Cellular City had a 20 percent increase in sales during a recent GTE Mobilnet Inc. promotion. GTE Mobilnet offered a $10.50 per month and 10.5 cents per minute rate until April of next year for customer who signed up before Nov. 15. “Rates have gone through the floor lately,” said Michelle Danner, president of Cellular City. “This is the lowest rate since cell phones were introduced.” Cellular City is an authorized agent for GTE Mobilnet and specializes in cellular products.
Metawave Communications Corp. completed a new round of investment capital financing totaling more than $15 million. The company’s total investment stands at $30 million. Participants in the Series C financing are Metawave’s initial venture capital firms Venrock Associates, Oak Investment Partners and Sevin Rosen Funds. New investors include Worldview Technology Partners and Integral Capital Partners. Additional investors included affiliates of Deutsche Morgan Grenfell, Montgomery Securities, Robertson Stephens & Co. and Wessels, Arnold & Henderson. “We are pleased at this continued show of support from our initial backers,” said Thomas S. Huseby, Metawave’s chairman and chief executive officer.
The merger of Metrocall Inc. and A+ Network Inc. was completed Nov. 15. In addition, the company has completed a private equity placement with SunAmerica Inc., John Hancock Mutual Life and UBS Capital LLC, for $39.9 million of series A preferred stock and warrants. “The merger with A+ Network as well as our equity placement reinforces Metrocall’s position as an industry consolidator and marks the completion of another significant element of our strategic plan,” said William L. Collins III, Metrocall’s president and chief executive officer.

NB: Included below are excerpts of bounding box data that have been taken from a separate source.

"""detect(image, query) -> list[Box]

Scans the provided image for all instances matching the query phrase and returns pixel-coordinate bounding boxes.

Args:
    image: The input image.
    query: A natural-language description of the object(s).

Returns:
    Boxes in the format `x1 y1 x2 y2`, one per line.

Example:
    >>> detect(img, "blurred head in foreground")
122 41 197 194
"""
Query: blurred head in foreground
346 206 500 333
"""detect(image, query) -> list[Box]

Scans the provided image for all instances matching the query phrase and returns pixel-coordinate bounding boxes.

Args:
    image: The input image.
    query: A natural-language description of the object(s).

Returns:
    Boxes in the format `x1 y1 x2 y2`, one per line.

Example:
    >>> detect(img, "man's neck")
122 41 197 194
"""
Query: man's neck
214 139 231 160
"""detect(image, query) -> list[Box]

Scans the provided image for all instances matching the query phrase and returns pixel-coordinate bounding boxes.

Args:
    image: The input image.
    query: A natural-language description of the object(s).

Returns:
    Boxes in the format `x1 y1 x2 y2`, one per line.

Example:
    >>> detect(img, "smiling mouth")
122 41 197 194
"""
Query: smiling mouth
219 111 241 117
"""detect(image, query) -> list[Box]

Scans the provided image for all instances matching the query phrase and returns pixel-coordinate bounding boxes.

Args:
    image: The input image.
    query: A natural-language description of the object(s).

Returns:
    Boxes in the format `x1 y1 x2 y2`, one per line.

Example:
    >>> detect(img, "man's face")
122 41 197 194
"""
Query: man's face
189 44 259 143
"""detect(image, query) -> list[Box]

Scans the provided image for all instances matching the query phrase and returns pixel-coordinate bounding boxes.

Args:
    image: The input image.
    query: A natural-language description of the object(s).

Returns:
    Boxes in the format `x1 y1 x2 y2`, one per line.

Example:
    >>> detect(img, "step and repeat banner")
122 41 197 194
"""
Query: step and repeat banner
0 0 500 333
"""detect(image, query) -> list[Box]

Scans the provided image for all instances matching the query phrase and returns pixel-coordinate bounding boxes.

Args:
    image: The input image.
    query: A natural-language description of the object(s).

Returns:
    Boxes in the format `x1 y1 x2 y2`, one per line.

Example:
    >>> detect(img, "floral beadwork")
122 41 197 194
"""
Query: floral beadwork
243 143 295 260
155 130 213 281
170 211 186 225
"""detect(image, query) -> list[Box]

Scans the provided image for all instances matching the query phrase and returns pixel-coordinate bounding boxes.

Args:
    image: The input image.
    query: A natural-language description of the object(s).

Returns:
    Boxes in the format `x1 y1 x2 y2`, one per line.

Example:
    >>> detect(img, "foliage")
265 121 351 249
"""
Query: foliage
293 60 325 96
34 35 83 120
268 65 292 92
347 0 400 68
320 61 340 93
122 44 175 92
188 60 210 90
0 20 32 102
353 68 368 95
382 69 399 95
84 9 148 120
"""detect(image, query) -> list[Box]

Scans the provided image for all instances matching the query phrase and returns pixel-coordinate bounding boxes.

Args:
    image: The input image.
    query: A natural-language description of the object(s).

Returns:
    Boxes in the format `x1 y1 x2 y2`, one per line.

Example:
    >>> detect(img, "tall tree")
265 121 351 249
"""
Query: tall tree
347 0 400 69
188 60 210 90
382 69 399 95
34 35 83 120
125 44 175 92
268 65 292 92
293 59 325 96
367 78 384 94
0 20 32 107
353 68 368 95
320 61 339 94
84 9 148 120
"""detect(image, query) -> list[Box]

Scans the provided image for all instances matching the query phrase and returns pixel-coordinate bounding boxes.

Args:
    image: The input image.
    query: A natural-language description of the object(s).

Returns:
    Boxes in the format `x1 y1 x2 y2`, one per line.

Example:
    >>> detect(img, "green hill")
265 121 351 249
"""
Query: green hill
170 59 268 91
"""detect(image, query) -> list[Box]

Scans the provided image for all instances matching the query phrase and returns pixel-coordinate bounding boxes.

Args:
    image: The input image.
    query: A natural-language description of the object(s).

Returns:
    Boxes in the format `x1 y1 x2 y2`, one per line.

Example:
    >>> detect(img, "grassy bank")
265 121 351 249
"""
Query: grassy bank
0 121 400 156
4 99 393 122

Preferred Networks Inc. announced plans to acquire Texas-based EPS Wireless Inc. for approximately $5 million, almost all of which will be payable in Preferred Networks common stock. The arrangement is subject to adjustments including a possible additional consideration of up to $5 million in cash based on EPS’ achievement of targeted operating performance objectives through Dec. 31, 1998. If stockholder approval is granted, the acquisition is expected to close this month. EPS, a national provider of paging and cellular product repair services, will become a wholly owned subsidiary of Preferred Networks.